The FIES Statute clearly states that its goal is to "make known and promote Spiritual Exercises in all possible ways, and with respect to their canonical norms, understood as a strong experience of God, in a climate of listening to the Word of God, to foster conversion and an ever more complete giving to Christ and to the Church" (art. 2). This is why it "freely unites its adherents in Italy, who practise the Spiritual Exercises in the context of the pastoral work of the times of the Spirit" (ibid.). Your Federation therefore intends to increase spirituality as the foundation and soul of all pastoral care. It is born and grows by treasuring the Exhortations on the necessity of prayer and the primacy of the spiritual life continually offered by my venerable Predecessors, the Servants of God Paul VI, John Paul I and John Paul II. Following in their footsteps, I too wished, in the Encyclical Deus Caritas Est, "to reaffirm the importance of prayer in the face of the activism and the growing secularism of many Christians engaged in charitable works" (n. 37), and in Spe Salvi I placed prayer first among the ""settings' for learning and practising hope" (cf. nn. 32-34). Indeed, insistence on the necessity of prayer is always timely and urgent.

In Italy, while multiple spiritual initiatives providentially increase and spread primarily among youth, it seems instead that the number of those who participate in true courses of Spiritual Exercises decreases, and this can also be verified among priests and members of Institutes of Consecrated Life.
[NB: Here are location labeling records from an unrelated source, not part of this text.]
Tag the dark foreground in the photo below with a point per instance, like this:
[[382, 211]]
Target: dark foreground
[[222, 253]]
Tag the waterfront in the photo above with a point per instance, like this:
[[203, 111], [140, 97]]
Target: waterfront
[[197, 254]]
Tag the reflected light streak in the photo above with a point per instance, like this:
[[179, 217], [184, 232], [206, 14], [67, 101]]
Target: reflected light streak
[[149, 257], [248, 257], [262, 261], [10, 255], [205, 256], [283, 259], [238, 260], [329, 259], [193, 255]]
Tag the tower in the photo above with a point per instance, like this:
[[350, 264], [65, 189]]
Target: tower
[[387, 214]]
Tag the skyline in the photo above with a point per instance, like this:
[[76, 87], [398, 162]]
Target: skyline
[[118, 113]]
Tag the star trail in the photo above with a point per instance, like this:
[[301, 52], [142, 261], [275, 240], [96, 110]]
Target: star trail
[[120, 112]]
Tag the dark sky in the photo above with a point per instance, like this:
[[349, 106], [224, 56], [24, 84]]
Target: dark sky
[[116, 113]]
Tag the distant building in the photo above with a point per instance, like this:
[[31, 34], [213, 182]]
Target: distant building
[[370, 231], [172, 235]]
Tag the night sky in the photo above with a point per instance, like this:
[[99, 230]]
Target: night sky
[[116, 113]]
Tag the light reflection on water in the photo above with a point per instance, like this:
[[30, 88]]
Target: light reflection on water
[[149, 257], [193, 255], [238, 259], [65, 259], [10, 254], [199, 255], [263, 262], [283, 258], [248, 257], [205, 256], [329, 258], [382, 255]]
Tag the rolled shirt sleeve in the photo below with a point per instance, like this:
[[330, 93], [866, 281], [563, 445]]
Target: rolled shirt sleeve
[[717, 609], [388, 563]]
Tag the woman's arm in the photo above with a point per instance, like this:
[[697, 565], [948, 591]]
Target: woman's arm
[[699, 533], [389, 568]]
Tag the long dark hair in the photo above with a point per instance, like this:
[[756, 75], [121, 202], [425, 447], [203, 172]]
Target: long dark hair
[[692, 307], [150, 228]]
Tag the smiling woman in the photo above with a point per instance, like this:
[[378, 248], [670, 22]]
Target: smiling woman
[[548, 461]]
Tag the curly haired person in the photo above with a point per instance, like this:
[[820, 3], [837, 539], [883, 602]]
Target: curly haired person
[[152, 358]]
It is thus worth remembering that "Retreats" are an experience of the spirit with proper and specific characteristics, well summarized in one of your definitions which I gladly recall: "A strong experience of God, awakened by listening to his Word, understood and welcomed in one's personal life, under the action of the Holy Spirit, which, in a climate of silence, prayer and by means of a spiritual guide, offer the capacity of discernment in order to purify the heart, convert one's life, follow Christ and fulfil one's own mission in the Church and in the world". Along with other forms of spiritual retreat it is good that participation in the Spiritual Exercises does not slacken, characterized by that climate of complete and profound silence which favours the personal and communitarian encounter with God and the contemplation of the Face of Christ. My Predecessors and I myself have returned to this point several times, and it can never be insisted upon enough.

In an age when the influence of secularization is always more powerful and, on the other hand, one senses a diffused need to encounter God, may the possibility to offer spaces for intense listening to his Word in silence and prayer always be available. Houses of Spiritual Exercises are especially privileged places for this spiritual experience, and they thus must be materially maintained and staffed by competent personnel. I encourage the Pastors of the various communities to be concerned with this so that Houses of Spiritual Exercises never lack responsible and well-formed workers, guides and leaders who are open and prepared, gifted with those doctrinal and spiritual qualities that make them true teachers of spirituality, experts and lovers of God's Word and faithful to the Church's Magisterium. A good course of Spiritual Exercises contributes to renewing in those who participate in it a joy of and taste for the Liturgy, in particular of the dignified celebration of the Liturgy of the Hours and above all, the Eucharist. It helps one rediscover the importance of the Sacrament of Penance, it opens the way to conversion and the gift of reconciliation, as well as to the value and meaning of Eucharistic Adoration. The full and authentic sense of the Holy Rosary and of the pious practice of the Way of the Cross can also be beneficially recovered during the Exercises.

Dear brothers and sisters, I thank you for the precious service that you render to the Church and for the commitment you extend so that in Italy the "network" of Spiritual Exercises is always more widespread and qualified. On my part I assure you of a remembrance to the Lord, while, invoking the intercession of Mary Most Holy, I impart the Apostolic Blessing to all of you and to your collaborators.